Another exciting glaucoma surgical approach that received significant interest here is Iridex’s (Mountain View, California) tissue-sparing micropulse therapy. It can be performed on the Cyclo G6 laser with the newly-patented MicroPulse P3 (MP3) probe. The Cyclo G6 system includes a glaucoma-dedicated laser along with a family of single use probes, as well as the newly patented MP3 disposable. 
Several talks at the Iridex booth discussed the need for new approaches to treat glaucoma, with current treatment options typically lacking both either safety or efficacy. 
Nathan Radcliffe, MD, from the NYU Langone Medical Center (New York City) reported on his series of 46 patients. Their average IOP drop was 41% (approx. 26 to 15 mm Hg), with no adverse effects. Twelve of the patients required re-treatment to attain these results.

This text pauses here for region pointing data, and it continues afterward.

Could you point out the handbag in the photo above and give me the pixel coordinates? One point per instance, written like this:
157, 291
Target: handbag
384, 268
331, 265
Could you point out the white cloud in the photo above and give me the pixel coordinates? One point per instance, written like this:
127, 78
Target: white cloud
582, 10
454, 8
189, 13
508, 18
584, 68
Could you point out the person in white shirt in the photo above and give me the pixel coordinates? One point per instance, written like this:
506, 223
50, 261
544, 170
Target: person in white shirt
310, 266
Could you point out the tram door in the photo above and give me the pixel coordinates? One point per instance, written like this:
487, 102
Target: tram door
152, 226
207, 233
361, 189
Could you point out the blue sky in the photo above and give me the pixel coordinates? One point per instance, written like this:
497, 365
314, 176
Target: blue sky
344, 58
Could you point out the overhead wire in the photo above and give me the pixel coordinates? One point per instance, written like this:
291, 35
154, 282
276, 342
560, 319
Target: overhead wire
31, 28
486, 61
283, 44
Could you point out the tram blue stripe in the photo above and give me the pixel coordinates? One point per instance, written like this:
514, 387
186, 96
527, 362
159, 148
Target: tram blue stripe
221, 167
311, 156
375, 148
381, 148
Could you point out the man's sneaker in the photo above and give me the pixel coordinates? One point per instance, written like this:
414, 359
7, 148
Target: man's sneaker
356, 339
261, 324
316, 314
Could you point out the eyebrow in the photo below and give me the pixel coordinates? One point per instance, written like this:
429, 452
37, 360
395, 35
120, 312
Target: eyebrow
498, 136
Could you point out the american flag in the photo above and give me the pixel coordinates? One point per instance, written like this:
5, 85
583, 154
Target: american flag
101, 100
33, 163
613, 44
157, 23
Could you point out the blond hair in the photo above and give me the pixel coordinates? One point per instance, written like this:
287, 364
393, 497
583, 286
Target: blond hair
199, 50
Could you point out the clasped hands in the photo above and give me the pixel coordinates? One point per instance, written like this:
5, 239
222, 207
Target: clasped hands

Robert Noecker, MD, from Ophthamic Consultants of Connecticut (Fairfield, Connecticut) commented that this technology offers an “ideal solution” for chronic disease management: (1) Gives physician control of therapy compliance; (2) Efficient; (3) Repeatable; (4) Leaves future treatment options open.
Noecker also disclosed superior results, with 50 patients achieving a 62% reduction in IOP (26 to 9.8 mmHg). Ten patients were retreated.
These two surgeons, as well as others who spoke at the Iridex booth emphasized that the MP3 probe is can very effectively and safely treat patients diagnosed with a range of glaucoma disease states. It can be used in an early stage with a non-compliant patient and it can be used in a later stage when other treatment options have failed.
Iridex has already achieved sigificant commercial success, placing over 75 lasers in the U.S. since its launch in mid-2015. Based upon the enthusiasm of the physicians at the AAO, it appears that this product will become a major product for the company.